Wednesday, 28 March 2018

Fahrenheit (Mega CD / Sega CD review)

Developer: Sega Studios
Publisher: Sega
Released: 1995

Fahrenheit is a Full Motion Video (FMV) game that was also released on the Sega 32X-CD in 1995.


As a graduate of the Fire Academy, your job across three missions is to rescue people from burning buildings, capture criminals and dispose of hazards. Neutralising hazards is crucial, as you're rewarded with additional oxygen. The gameplay consists of a first-person video stream as your character walks through buildings, and at points you can input your chosen path. In Mission 1, you navigate a house to locate a trapped girl and then find the exit. It's immediately apparent that many of the on-screen arrows don't correlate with the direction you move towards, and it's common to press Forward, only for the game to swing the camera to a side-door; basically, you're restricted to whatever footage was filmed, leading to disorientation! There's also trial-and-error where the game expects you to guess which one of three valves needs twisting to stop a gas leak. The fire effects are great, but despite the full screen FMV the quality is awful with heavy pixelation and compression artifacts that make it difficult to see what's happening; also, the audio is very scratchy. Mission 2 sees you searching a hotel to find an elderly lady and her pet bird; it's bigger in scope, but seriously confusing. The manual includes floor layouts, but in-game you only receive a text-based guide; this results in aimless wandering, and it doesn't help that the same FMV plays in different areas! Mission 3 takes place in the science blocks of a university where you capture a rampaging professor, defuse a bomb and shut off the power; navigating is a nightmare due to the gigantic maze layout, compounding all of the above problems even further.

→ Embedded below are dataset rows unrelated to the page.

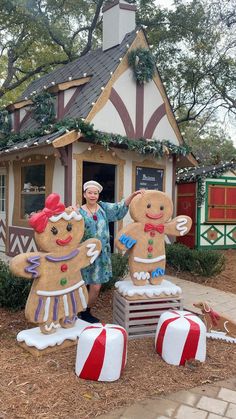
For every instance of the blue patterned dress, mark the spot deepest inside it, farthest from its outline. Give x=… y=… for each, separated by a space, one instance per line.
x=101 y=271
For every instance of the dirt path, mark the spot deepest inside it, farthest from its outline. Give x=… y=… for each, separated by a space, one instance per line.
x=225 y=281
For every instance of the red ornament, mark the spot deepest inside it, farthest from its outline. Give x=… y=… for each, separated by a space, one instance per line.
x=64 y=267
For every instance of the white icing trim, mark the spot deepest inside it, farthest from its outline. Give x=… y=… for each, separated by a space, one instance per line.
x=127 y=288
x=221 y=336
x=66 y=306
x=92 y=252
x=46 y=311
x=35 y=338
x=66 y=217
x=180 y=226
x=60 y=292
x=82 y=298
x=157 y=259
x=141 y=275
x=51 y=326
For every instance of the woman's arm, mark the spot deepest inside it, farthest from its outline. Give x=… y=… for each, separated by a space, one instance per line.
x=130 y=197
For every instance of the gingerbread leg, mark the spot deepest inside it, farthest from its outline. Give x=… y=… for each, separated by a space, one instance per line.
x=140 y=278
x=49 y=328
x=157 y=276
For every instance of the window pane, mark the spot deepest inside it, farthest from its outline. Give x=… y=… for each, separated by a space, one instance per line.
x=215 y=213
x=33 y=189
x=231 y=195
x=231 y=214
x=216 y=195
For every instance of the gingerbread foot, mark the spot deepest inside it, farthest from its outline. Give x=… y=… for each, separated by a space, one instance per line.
x=49 y=328
x=157 y=276
x=68 y=322
x=140 y=278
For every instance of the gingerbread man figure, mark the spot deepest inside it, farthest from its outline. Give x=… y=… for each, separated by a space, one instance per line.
x=58 y=292
x=145 y=237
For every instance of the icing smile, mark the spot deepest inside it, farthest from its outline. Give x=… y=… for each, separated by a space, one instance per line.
x=154 y=216
x=64 y=242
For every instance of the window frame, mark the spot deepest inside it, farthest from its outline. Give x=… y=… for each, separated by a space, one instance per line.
x=209 y=205
x=31 y=160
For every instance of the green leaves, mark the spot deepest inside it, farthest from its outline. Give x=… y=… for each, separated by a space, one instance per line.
x=143 y=64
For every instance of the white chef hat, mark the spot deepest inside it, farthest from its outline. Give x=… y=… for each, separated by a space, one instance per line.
x=92 y=184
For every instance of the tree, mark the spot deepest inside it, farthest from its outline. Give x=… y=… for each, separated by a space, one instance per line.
x=37 y=35
x=194 y=45
x=209 y=142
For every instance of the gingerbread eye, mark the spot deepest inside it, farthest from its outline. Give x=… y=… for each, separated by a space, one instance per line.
x=54 y=230
x=69 y=227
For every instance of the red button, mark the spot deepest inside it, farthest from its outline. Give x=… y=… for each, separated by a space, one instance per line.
x=64 y=267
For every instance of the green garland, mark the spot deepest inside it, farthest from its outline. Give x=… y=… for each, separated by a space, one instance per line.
x=5 y=121
x=143 y=64
x=200 y=179
x=43 y=108
x=107 y=140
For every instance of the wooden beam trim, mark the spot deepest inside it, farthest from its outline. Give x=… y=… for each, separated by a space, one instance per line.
x=19 y=105
x=69 y=84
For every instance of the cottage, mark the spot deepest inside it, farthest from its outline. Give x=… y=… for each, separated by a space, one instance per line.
x=116 y=89
x=208 y=196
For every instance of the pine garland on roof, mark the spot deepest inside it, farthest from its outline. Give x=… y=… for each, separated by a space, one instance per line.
x=143 y=64
x=142 y=146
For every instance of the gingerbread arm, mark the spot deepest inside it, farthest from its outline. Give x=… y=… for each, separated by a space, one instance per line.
x=89 y=250
x=26 y=265
x=179 y=226
x=127 y=237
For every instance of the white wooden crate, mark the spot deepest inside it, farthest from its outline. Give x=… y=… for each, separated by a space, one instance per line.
x=140 y=317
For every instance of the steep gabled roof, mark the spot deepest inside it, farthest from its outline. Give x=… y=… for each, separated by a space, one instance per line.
x=98 y=64
x=193 y=174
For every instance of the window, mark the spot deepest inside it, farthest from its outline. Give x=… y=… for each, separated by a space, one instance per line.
x=221 y=206
x=32 y=189
x=33 y=183
x=2 y=193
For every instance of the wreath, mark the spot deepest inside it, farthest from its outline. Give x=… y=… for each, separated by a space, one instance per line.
x=5 y=121
x=143 y=64
x=43 y=108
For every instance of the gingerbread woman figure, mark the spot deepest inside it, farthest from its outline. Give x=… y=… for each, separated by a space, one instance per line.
x=58 y=292
x=145 y=237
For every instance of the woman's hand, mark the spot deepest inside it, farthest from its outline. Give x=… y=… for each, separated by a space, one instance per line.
x=130 y=197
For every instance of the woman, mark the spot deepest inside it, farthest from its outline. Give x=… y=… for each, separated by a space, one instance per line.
x=97 y=216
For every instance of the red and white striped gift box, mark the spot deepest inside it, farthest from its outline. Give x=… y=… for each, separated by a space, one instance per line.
x=180 y=336
x=102 y=352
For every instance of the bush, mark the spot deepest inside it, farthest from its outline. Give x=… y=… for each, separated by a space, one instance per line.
x=200 y=262
x=119 y=269
x=13 y=290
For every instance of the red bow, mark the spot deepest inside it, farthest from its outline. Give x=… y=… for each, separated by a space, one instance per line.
x=53 y=206
x=153 y=227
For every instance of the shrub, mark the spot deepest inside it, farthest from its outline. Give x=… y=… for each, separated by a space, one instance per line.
x=200 y=262
x=119 y=269
x=13 y=290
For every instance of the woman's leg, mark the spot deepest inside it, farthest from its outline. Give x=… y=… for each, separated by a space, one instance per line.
x=93 y=292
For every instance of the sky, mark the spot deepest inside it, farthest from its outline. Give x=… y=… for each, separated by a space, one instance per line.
x=230 y=127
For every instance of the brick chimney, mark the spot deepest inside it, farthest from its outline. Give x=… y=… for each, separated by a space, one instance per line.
x=118 y=20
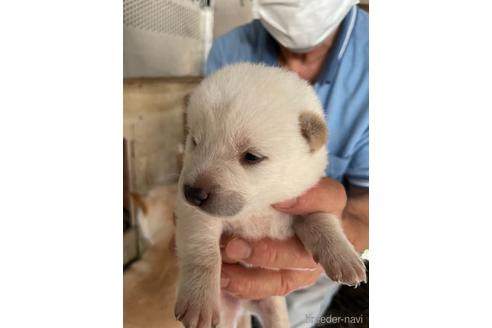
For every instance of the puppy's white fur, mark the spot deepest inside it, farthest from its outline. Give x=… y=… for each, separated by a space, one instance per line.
x=257 y=109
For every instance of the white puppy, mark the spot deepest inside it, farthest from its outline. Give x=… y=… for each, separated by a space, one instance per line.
x=256 y=137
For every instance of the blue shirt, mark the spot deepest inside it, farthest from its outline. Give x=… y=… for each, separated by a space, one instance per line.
x=342 y=87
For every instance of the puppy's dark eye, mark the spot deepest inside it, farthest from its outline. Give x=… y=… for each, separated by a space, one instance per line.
x=250 y=158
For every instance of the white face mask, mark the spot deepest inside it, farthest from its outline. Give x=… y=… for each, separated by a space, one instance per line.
x=301 y=25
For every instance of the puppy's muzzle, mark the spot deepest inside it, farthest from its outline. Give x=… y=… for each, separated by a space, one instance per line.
x=214 y=200
x=195 y=196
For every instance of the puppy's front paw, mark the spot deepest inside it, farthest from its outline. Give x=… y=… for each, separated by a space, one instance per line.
x=343 y=264
x=197 y=309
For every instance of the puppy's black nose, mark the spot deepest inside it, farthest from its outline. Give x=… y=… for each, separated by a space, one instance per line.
x=195 y=196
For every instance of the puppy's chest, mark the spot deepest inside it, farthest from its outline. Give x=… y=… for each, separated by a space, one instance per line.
x=270 y=224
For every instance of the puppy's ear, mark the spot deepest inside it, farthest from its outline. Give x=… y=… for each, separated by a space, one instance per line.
x=139 y=202
x=313 y=129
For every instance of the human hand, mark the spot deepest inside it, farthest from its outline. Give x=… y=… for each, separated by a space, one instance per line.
x=293 y=267
x=280 y=266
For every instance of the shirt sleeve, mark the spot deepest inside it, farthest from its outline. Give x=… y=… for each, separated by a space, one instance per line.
x=215 y=59
x=357 y=172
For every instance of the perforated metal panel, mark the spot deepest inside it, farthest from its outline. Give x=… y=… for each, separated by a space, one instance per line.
x=166 y=38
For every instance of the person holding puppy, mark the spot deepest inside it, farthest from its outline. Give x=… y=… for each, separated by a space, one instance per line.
x=325 y=43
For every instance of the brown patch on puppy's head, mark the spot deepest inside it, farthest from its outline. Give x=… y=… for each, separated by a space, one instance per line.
x=313 y=129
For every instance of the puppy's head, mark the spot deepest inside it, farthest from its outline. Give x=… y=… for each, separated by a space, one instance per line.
x=256 y=136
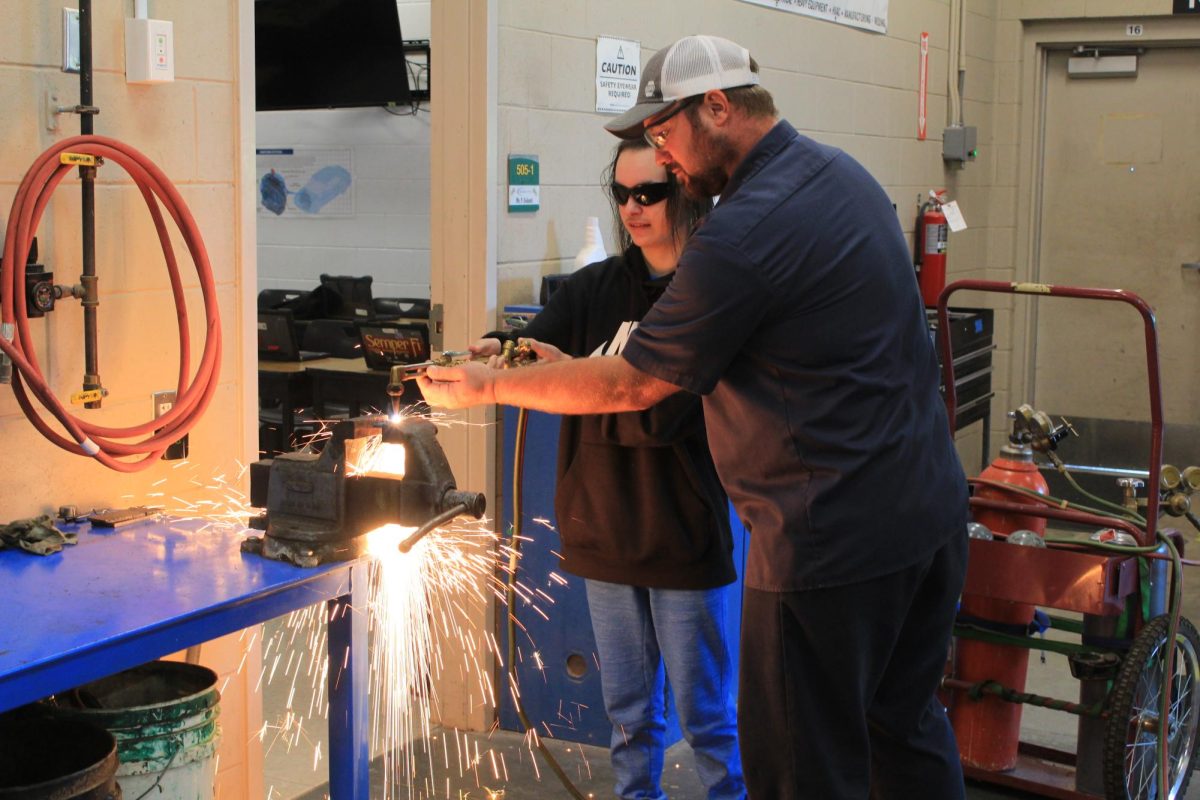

Fahrenheit has some interesting ideas, but the FMV quality is terrible and in reality there's little to actually do thanks to the limited player interaction and mindless wandering. If you absolutely have to play this game choose the Sega 32X-CD version instead, as at least your eyes and ears will still function correctly afterwards!



Random trivia: The game's Executive Producer was Chris W. Bankston who worked on various other Mega CD titles including Prize Fighter (1994).